Bir başka azınlık bir gurup ise şöyle inanıyor. “ Allah sorumlu olduğumuz Kitapta, yalnız Kur’an'ın ipine sarılmamızı istemiş, sakın Hakka batıl karıştırmayın, emin olmadığınız bilginin ardına düşmeyin ve Kur’an'ın sınırlarını aşmayın, çünkü kitapta hiç bir eksik bırakmadık nice örneklerle BİZ AÇIKLADIK DİYOR. Allah ben hükmüme hiç kimseyi ortak etmem, sakın benden başka veliler edinerek, ardı sıra gitmeyin. Kimseye muhtaç olmayasınız diye, yemin olsun ki Kur’an'ı kolaylaştırdık. Çünkü sizleri yalnız, Kur’an dan sorumlu tutuyorum diyorsa Allah, BİZLERİN DİN ADINA UYACAĞIMIZ REHBER YALNIZ KUR'AN'DIR DİYEREK, ASLA RİVAYETLERİ ATALARININ İNANCINI KABUL ETMİYORLAR. Sizce kimin yaptığı en doğru ve en sağlam olandır? Yorumunu sizlere bırakıyorum.

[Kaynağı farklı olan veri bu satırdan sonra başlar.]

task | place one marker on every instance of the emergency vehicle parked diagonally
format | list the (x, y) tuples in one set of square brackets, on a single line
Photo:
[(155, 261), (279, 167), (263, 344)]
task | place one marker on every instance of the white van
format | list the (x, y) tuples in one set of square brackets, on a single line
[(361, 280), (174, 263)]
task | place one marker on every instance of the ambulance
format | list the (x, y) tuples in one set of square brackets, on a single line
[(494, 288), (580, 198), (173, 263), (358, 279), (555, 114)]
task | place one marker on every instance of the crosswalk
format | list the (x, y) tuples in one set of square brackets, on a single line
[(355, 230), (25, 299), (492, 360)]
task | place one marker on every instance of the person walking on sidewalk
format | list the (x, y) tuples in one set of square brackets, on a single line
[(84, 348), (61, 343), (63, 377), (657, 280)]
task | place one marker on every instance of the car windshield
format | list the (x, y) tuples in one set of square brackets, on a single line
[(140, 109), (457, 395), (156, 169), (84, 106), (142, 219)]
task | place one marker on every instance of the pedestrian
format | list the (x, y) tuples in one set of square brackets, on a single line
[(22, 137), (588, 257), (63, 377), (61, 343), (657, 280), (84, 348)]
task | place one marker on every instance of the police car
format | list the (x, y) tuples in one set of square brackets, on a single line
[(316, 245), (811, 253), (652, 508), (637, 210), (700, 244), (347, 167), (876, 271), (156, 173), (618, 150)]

Peki bu iki inanc bu söylemlerini, düşünce ve itikatlarını nereden alıyorlar? İşte burası çok önemli. Sizce inancını, Kur’an'dan en sağlam emniyetli Allah korumasında olan Kur'an'dan alanlar, haklı olması gerekmez mi? Allah Kur’an'dan sorumlu tutacağına hükmettiği halde, Kur’an dışından da hesaba çeker mi? Kur'an'dan sorumlusunuz diyen Rabbimiz, Kur'an'ın hiç bahsetmediği bilgilerden de bizleri sorumlu tutar mı? Kur’an'ı anlayarak, düşünerek bir kez okuyan bir insan, genel çoğunluğun söylemlerinin ve inancının asla Kur’an'dan onay alamayacağını çok açık görmesi gerekir. Yani Allah, ben hükmüme hiç kimseyi ortak etmem dedikten sonra, elçisini hükümlerinde ortak yapıp, birde kullarını sorumlu tuttuğu hükümleri açıklamayıp, bu görevi elçisine bırakmış olabilir mi? Eğer evet bırakmıştır diye inanırsak, Allah hükmüme hiç kimseyi ortak etmem ve benzeri yüzlerce ayete, iman etmemiş oluruz. YANİ ELLERİMİZLE KUR’AN'DA, ÇELİŞKİ YARATMIŞ OLURUZ. Tıpkı şefaat tümden bana aittir, hiçbir şefaatin fayda etmediği o günden sakının dediği halde Allah, ayetlerde geçen bazı kelimelere farklı anlamlar verip, Allah'tan başka şefaatçiler edinenler gibi.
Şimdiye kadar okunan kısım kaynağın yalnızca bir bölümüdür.